ひょっとしたら「サンプられ王」のJ.B.が2006年に死んだことも、こういう流れに影響した・・・というのは深読みしすぎかな?

http://www.jperiod.com/q-tip/


で、最後はこれから来日するハイ・ラマズ。今のところの最新アルバム「Can Cladders」をちょうど二年前の今頃、このブログでもささやかに推薦したけれど、今回の来日はレコード会社やイベンターの手ではなく、彼らとイギリスで直接コンタクトを取った「サイトクノ」という名義で活動している20代のご夫婦が、個人として招聘したことをこの記事で知りました。町田の簗田寺でおこなわれる公演は、うちからもそう遠くないのでぜひとも見たかったけど、残念ながらソールドアウト。ハイ・ラマズのライヴはいままでに二度見てますが、スタンディングのライブにもかかわらず、あまりの気持ちよさで二度とも異様な睡魔に襲われ、眠気を振りはらうのに往生したおぼえがあります。お寺で見たら、たぶん畳のうえでほんとうに"往生"してしまいそうですが、それはそれはステキな体験になることでしょう。
あと個人的に気になっているのが、ハイ・ラマズのツアーメンバーであるPete Aves。彼がソロで作っている音源もいちいち素晴らしいので、いつかアルバムを手に入れて、じっくり聴いてみたいなあと思っています。

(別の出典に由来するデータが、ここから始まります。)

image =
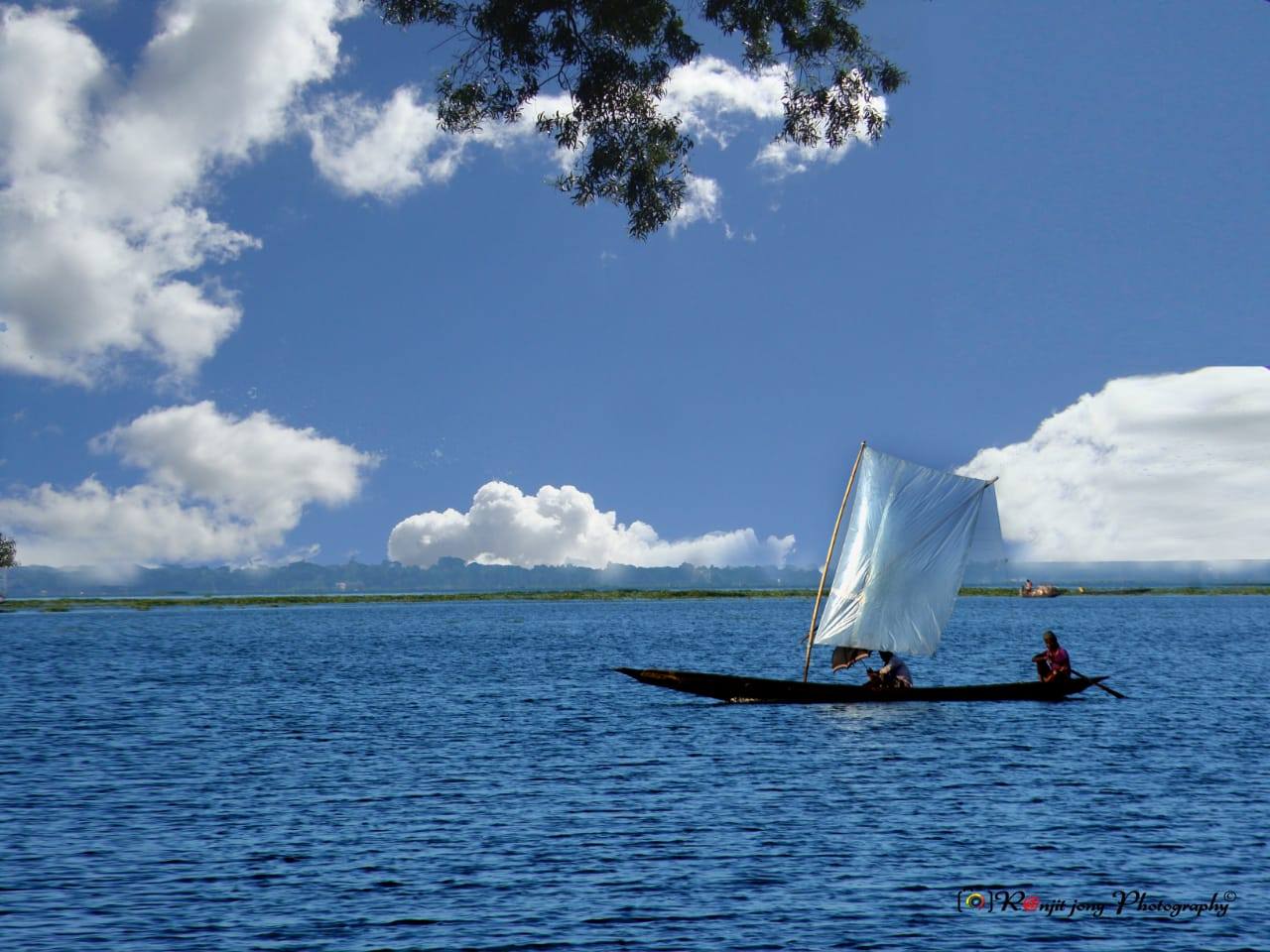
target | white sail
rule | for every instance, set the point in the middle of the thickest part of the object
(903, 556)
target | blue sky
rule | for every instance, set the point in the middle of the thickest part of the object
(1066, 195)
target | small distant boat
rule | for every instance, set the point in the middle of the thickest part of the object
(902, 562)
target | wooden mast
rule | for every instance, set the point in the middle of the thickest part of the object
(833, 540)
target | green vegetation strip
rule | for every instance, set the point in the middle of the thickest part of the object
(143, 604)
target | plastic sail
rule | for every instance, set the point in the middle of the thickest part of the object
(903, 556)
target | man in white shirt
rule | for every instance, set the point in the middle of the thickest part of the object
(893, 674)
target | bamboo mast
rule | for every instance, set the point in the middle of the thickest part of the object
(833, 540)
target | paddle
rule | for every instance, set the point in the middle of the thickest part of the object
(1112, 692)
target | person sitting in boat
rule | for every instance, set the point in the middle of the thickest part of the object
(892, 674)
(1053, 662)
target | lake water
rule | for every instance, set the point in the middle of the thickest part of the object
(474, 775)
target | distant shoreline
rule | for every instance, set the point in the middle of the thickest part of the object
(143, 604)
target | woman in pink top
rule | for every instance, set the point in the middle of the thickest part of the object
(1053, 662)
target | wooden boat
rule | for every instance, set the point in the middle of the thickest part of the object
(898, 576)
(765, 690)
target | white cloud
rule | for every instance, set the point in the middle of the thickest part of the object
(701, 199)
(100, 216)
(217, 488)
(382, 153)
(395, 148)
(710, 95)
(564, 527)
(1167, 467)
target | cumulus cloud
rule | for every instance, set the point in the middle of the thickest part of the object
(102, 214)
(1165, 467)
(701, 199)
(217, 488)
(564, 527)
(394, 148)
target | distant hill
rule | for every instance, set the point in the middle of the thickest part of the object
(445, 575)
(454, 575)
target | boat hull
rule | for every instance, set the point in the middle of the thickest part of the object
(766, 690)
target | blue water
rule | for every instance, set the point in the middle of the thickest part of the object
(472, 775)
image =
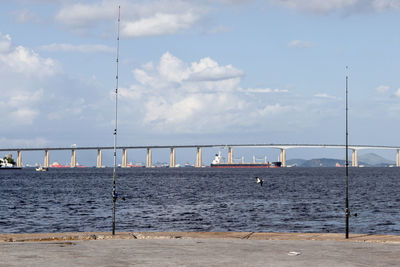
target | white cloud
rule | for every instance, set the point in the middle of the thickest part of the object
(324, 95)
(96, 48)
(31, 142)
(24, 60)
(78, 15)
(397, 93)
(203, 96)
(382, 5)
(299, 44)
(382, 89)
(263, 90)
(159, 24)
(147, 18)
(328, 6)
(319, 6)
(5, 43)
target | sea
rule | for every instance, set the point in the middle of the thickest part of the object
(300, 200)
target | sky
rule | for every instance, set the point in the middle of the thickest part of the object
(199, 72)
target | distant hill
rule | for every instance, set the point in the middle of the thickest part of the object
(374, 160)
(370, 159)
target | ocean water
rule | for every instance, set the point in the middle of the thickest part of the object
(200, 199)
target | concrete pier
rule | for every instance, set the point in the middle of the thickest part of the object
(149, 158)
(124, 163)
(199, 156)
(354, 158)
(198, 249)
(230, 155)
(172, 158)
(99, 163)
(73, 158)
(19, 158)
(283, 157)
(46, 162)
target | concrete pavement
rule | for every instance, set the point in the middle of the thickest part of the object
(198, 249)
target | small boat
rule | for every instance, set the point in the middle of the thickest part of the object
(5, 165)
(42, 169)
(218, 163)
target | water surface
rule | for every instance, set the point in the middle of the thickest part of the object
(200, 199)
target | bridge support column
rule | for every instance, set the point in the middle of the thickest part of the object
(230, 155)
(283, 157)
(172, 158)
(354, 158)
(19, 158)
(148, 158)
(99, 158)
(199, 157)
(73, 158)
(46, 162)
(124, 163)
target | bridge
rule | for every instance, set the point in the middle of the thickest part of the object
(199, 148)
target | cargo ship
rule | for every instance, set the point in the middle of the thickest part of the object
(218, 163)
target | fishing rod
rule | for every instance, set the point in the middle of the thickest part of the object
(114, 192)
(347, 211)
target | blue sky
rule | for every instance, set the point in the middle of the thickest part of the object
(193, 72)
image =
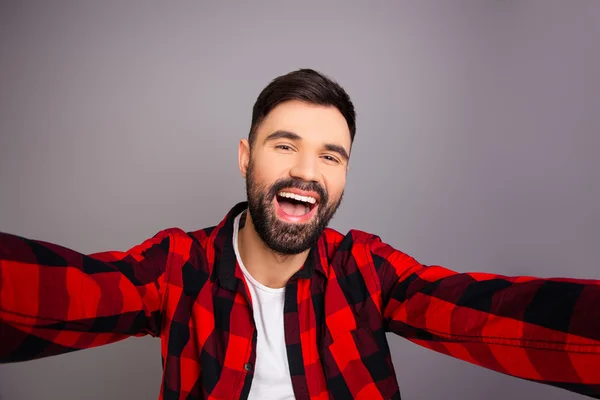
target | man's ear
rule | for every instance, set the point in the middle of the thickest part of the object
(244, 157)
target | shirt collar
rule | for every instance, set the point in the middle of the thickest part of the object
(225, 262)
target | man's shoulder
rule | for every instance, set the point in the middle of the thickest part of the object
(352, 238)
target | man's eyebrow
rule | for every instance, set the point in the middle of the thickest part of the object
(280, 134)
(336, 148)
(283, 135)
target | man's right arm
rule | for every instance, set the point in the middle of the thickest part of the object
(54, 300)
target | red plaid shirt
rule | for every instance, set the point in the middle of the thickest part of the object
(187, 289)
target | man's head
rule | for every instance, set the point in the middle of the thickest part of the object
(296, 158)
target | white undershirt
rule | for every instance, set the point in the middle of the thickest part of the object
(272, 379)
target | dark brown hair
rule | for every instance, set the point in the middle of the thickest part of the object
(305, 85)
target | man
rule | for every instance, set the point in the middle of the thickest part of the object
(271, 304)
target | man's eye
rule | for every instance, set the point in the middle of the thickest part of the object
(331, 158)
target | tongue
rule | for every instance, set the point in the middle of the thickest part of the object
(293, 208)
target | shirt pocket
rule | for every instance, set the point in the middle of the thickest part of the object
(359, 368)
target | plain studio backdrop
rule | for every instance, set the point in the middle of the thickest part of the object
(477, 144)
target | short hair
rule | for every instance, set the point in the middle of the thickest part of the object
(305, 85)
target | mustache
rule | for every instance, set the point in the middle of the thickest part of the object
(298, 184)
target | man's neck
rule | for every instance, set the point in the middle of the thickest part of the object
(266, 266)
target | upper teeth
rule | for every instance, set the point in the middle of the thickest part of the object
(306, 199)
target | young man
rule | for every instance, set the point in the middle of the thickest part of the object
(271, 304)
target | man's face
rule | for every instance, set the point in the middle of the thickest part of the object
(295, 174)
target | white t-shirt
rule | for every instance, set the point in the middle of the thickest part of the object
(272, 379)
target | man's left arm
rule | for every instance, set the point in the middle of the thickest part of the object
(544, 330)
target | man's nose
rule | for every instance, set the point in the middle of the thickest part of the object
(306, 169)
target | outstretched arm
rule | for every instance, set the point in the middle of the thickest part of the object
(54, 300)
(544, 330)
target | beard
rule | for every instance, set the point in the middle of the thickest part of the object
(282, 237)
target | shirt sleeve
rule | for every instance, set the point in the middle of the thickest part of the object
(54, 300)
(543, 330)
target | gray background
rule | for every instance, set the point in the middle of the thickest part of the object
(478, 134)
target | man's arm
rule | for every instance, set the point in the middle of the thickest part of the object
(544, 330)
(54, 300)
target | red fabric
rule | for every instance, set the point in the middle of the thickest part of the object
(187, 289)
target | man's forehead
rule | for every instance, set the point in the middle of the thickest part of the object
(309, 121)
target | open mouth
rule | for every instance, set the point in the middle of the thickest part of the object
(295, 207)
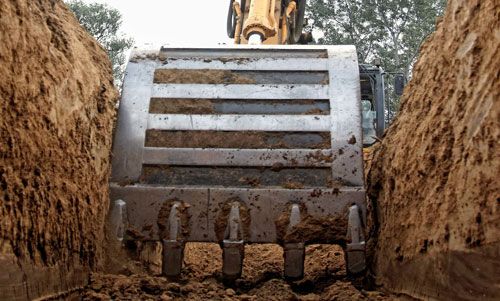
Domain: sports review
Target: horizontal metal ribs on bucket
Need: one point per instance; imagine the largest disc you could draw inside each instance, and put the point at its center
(237, 121)
(240, 145)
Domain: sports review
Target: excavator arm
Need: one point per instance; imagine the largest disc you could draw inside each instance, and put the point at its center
(242, 144)
(272, 22)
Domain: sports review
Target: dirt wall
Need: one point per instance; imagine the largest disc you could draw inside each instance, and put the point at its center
(435, 176)
(56, 114)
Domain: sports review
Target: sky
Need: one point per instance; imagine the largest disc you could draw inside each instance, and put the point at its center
(153, 23)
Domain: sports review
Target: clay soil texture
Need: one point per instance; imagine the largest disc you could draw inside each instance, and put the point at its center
(325, 277)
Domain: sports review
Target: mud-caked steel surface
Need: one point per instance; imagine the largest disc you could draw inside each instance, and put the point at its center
(286, 176)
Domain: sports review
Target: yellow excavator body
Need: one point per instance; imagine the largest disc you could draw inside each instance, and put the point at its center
(242, 144)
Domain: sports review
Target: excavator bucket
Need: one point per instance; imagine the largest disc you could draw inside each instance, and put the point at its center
(240, 145)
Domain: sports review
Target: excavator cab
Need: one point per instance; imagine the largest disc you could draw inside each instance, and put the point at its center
(242, 144)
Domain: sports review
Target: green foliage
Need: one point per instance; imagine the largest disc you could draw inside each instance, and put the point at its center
(103, 23)
(391, 30)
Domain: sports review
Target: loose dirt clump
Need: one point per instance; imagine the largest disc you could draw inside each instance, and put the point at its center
(325, 278)
(181, 106)
(56, 115)
(435, 175)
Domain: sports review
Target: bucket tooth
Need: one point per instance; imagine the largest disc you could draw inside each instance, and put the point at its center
(294, 253)
(233, 247)
(355, 251)
(173, 248)
(118, 218)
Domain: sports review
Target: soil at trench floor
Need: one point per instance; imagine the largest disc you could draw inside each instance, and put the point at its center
(325, 278)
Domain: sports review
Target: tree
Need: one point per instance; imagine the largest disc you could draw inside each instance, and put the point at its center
(391, 30)
(103, 23)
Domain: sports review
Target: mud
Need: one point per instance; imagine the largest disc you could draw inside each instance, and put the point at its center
(172, 76)
(435, 175)
(181, 213)
(221, 224)
(56, 115)
(325, 278)
(312, 230)
(181, 106)
(241, 139)
(239, 106)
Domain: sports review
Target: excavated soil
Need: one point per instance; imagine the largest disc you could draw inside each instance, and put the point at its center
(325, 278)
(435, 175)
(173, 76)
(56, 115)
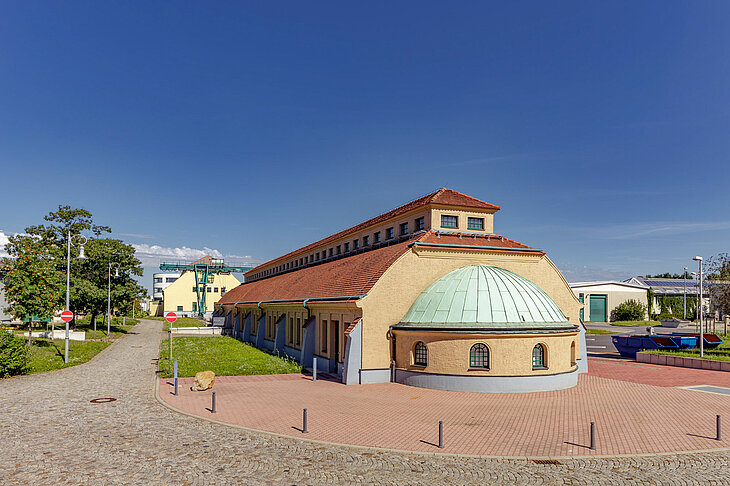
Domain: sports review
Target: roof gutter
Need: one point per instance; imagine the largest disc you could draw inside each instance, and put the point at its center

Pete Aves http://www.myspace.com/peteaves

down beat

down beat

<追加>

Chemical Chords

Chemical Chords

ステレオラブも今週、来日(10日に大阪、12日に東京)してたとは!
あまり話題になってないような気がするのですが、四年ぶりに出たこのアルバムは彼らのキャリア中、まちがいなく最高傑作じゃないでしょうか。というか、大会に出るたび、ちょっとずつ世界記録を更新していくイシンバエワ棒高跳びの美人ジャンパー)のごとく、毎回「更新」していく部分をちゃんと音の中から感じさせてくれるステレオラブって偉いと思います。


<結論>
やる気やアイディアや才能がある人にとったら、結局、時代がどうのこうのとか景気がどうのこうのなんて関係ないし、すべてを吟味して良いものを大事にし、もっとみんなが喜ぶことにやる気やアイディアや才能、あと多少のお金も使えたら、万事解決。そして美味しいものを食べて、聞いて、見て、健康を保てば万事快調。